Сочинения Салтыкова-Щедрина всегда вызывали яростные споры просвещенной публики. Одни считали их «переплетением бреда, снов и реальности», прочили автору славу российского Гофмана, другие не признавали его за художественного писателя, называли очеркистом, который без всякого смысла, живости и вдохновения документирует российский идиотизм и кретинизм, ужасный и фантасмагорический, без каких бы то ни было немецких выдумок Гофмана, и вся заслуга Салтыкова-Щедрина заключается всего лишь в переводе чернил и расходе писчей бумаги – три копейки десть, то есть двадцать четыре листа – и пишет исключительно о том, о чем лучше бы помалкивать.
По службе Салтыков-Щедрин рос, потому что был груб с подчиненными, ругал их матом, и они дрожали перед ним, а те, кто знал за собой тайные прогрешения, падали в обморок, их приводили в чувство, давая понюхать нашатырного спирта, отвратительный запах которого поднимет на ноги даже мертвого и потому к употреблению вовнутрь спирт этот совсем непригоден.
Невинные детские годы Салтыков-Щедрин провел в дремучей российской глубинке и ненароком узнал от простого русского народа такие матерные слова и выражения, что ему завидовал даже Некрасов, а не то что Ленин.
Мат Салтыкова-Щедрина был не скабрезный (или как сейчас принято говорить, «сексуальный»), не сальный, не грязный, не пошленький, а грубый, простонародно-наглый, ядреный, беспардонный и оглушительно-бульдожье-громыхающий, сравнимый даже с весенним громом, дерзко-язвительный, продирающий как водка перцовка, при изготовлении каковой взяли лишнюю порцию перца.

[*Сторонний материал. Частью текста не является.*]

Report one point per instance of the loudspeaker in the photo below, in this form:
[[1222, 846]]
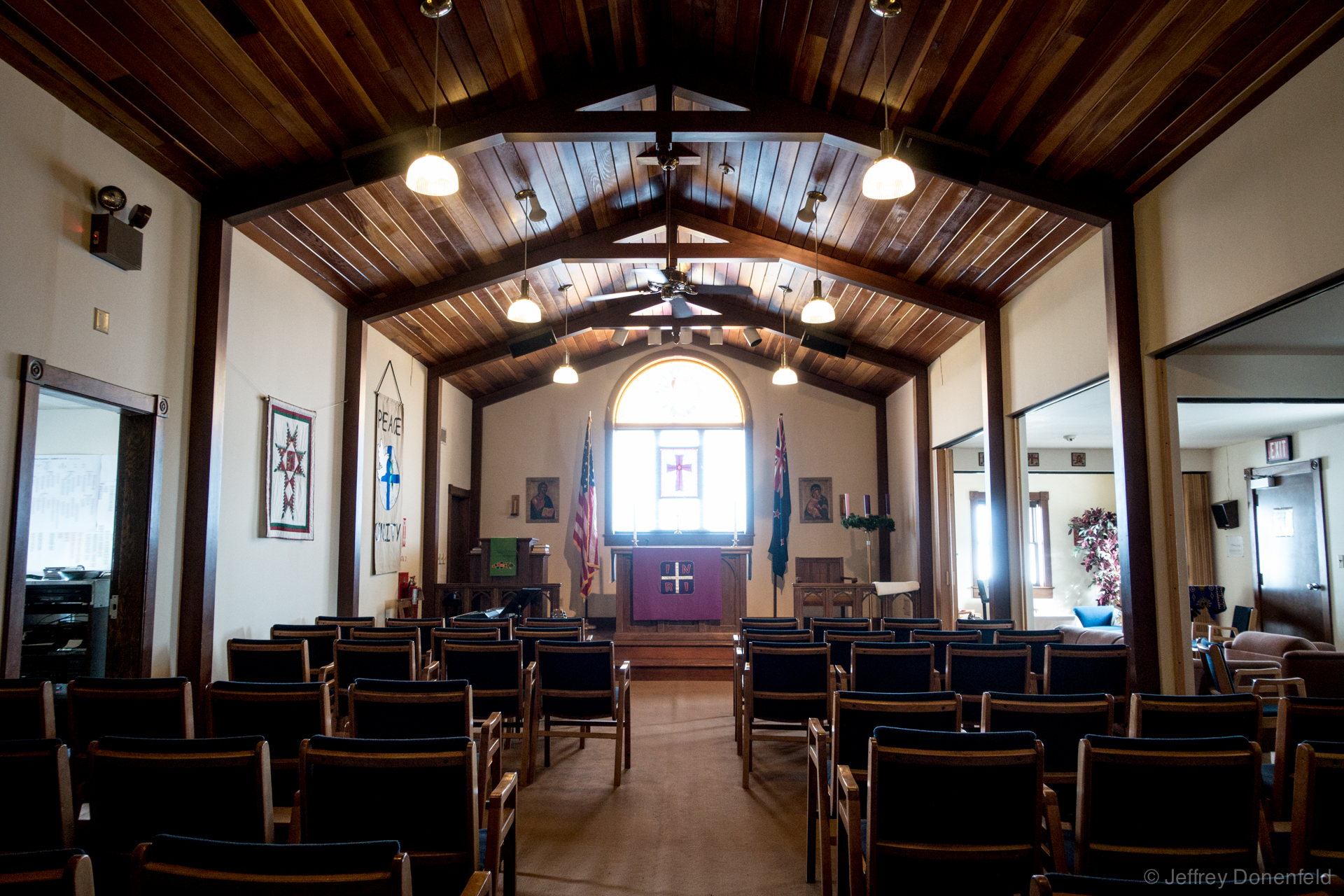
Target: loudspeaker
[[1225, 514], [116, 242], [825, 343], [530, 344]]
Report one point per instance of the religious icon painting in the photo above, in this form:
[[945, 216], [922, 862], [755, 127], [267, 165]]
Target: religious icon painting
[[679, 473], [816, 500], [543, 498], [288, 473]]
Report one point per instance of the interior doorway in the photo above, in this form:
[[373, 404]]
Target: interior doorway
[[88, 473]]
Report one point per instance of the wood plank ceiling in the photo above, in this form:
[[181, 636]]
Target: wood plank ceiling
[[1108, 93]]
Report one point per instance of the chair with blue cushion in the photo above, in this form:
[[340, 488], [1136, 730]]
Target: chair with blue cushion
[[49, 872], [785, 684], [946, 812], [580, 685], [39, 805], [363, 789], [1135, 806], [892, 668], [27, 710], [844, 742], [902, 626], [977, 668], [169, 865], [213, 788]]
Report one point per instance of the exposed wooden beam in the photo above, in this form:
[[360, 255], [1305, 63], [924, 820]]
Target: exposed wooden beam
[[204, 456]]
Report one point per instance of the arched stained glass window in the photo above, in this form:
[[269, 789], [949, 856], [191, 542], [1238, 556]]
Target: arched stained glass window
[[679, 453]]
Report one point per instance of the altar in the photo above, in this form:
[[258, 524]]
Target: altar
[[679, 648]]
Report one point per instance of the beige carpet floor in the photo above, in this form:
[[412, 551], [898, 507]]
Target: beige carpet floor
[[680, 821]]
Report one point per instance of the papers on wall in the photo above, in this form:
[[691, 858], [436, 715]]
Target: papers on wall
[[73, 510]]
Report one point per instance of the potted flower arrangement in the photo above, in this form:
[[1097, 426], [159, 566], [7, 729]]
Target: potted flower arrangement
[[1097, 543]]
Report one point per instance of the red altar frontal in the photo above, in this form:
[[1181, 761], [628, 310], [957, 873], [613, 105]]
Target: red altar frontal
[[671, 636]]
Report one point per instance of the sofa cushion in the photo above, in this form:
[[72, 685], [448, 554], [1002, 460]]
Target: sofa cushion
[[1091, 617]]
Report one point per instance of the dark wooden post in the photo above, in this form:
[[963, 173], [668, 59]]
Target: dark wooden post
[[1138, 596], [353, 468], [204, 454], [996, 464]]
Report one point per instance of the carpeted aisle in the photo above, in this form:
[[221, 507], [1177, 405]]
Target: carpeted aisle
[[680, 822]]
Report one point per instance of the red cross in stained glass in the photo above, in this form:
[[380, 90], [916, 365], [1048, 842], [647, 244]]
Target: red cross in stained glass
[[679, 468]]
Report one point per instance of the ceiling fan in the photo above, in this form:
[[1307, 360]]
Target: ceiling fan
[[671, 284]]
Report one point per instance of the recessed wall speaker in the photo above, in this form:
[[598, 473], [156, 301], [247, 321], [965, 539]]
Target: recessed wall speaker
[[1225, 514], [530, 344], [825, 343]]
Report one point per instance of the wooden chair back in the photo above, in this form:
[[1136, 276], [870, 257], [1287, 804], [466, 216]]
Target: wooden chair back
[[1135, 805], [902, 626], [1300, 719], [504, 626], [787, 681], [171, 865], [979, 668], [819, 570], [940, 641], [530, 636], [1152, 715], [276, 660], [577, 680], [1088, 668], [1034, 638], [495, 671], [401, 710], [355, 790], [27, 710], [286, 713], [51, 872], [987, 628], [892, 668], [210, 788], [843, 640], [942, 774], [1317, 836], [766, 622], [346, 624], [41, 812]]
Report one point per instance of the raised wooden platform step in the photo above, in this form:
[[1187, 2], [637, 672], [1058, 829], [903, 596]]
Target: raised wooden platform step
[[678, 660]]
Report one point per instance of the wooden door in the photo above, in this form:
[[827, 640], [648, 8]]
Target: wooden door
[[1291, 558]]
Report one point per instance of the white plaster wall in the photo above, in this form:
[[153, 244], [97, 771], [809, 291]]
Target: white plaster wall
[[54, 162], [262, 582], [1054, 332], [542, 434]]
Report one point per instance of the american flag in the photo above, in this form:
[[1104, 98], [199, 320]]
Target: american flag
[[585, 517]]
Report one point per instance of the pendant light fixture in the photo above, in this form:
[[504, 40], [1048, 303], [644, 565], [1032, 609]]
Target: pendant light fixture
[[785, 375], [818, 311], [565, 374], [889, 178], [432, 175], [524, 308]]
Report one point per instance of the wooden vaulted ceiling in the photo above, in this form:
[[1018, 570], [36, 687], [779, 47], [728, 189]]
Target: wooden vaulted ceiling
[[1109, 94]]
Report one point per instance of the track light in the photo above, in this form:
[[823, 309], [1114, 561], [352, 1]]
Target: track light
[[808, 213]]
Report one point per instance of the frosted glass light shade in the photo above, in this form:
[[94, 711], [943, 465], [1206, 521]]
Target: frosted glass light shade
[[432, 175], [889, 178], [524, 311], [819, 311]]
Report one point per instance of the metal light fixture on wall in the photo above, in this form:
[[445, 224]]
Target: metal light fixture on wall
[[432, 174], [565, 374], [889, 178]]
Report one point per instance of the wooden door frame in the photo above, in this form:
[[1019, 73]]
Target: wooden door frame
[[1294, 468], [136, 522]]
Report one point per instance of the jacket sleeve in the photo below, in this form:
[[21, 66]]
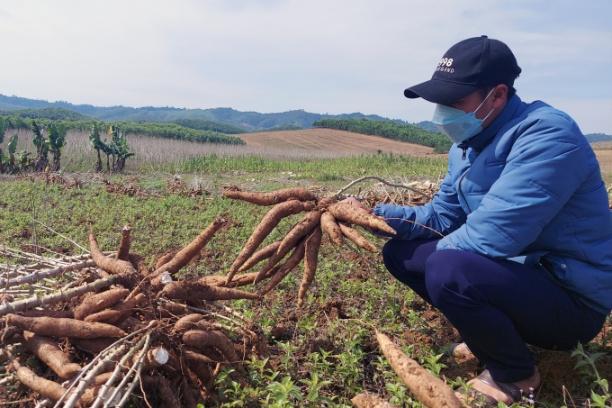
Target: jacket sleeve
[[544, 168], [432, 220]]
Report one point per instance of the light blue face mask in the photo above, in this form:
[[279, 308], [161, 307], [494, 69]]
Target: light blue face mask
[[458, 125]]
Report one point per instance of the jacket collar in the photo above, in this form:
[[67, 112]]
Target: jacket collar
[[482, 139]]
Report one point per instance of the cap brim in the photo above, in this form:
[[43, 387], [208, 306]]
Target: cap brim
[[438, 91]]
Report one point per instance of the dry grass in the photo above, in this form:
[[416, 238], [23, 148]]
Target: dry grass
[[328, 141], [151, 152]]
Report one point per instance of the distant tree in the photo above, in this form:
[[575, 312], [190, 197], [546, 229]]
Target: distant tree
[[42, 148], [57, 140]]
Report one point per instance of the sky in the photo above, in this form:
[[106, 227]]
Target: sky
[[325, 56]]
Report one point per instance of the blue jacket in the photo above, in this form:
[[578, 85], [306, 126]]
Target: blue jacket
[[527, 188]]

Именно первосортный мат Салтыкова-Щедрина Ленин и ценил больше всего на свете, именно за этот мат он его, Салтыкова-Щедрина и уважал и как писателя, и как вице-губернатора, хотя всех остальных вице-губернаторов он боялся как черт ладана или как пьяный мужик городового с пудовыми кулачищами, потому как ежели такими кулаками он тебя вразумит, то забудешь не скоро.
Ленин так полюбил мат Салтыкова-Щедрина, что уже не мог без него, без этого мата, обходиться ни дня, ни минуты. Взобравшись на какую-либо трибуну, или просто в частной беседе, а тем паче, если возникал какой-нибудь спор (неважно о чем), Ленин старался на два-три обыкновенных слова навесить десяток матерных, забористых, трех- и более этажных.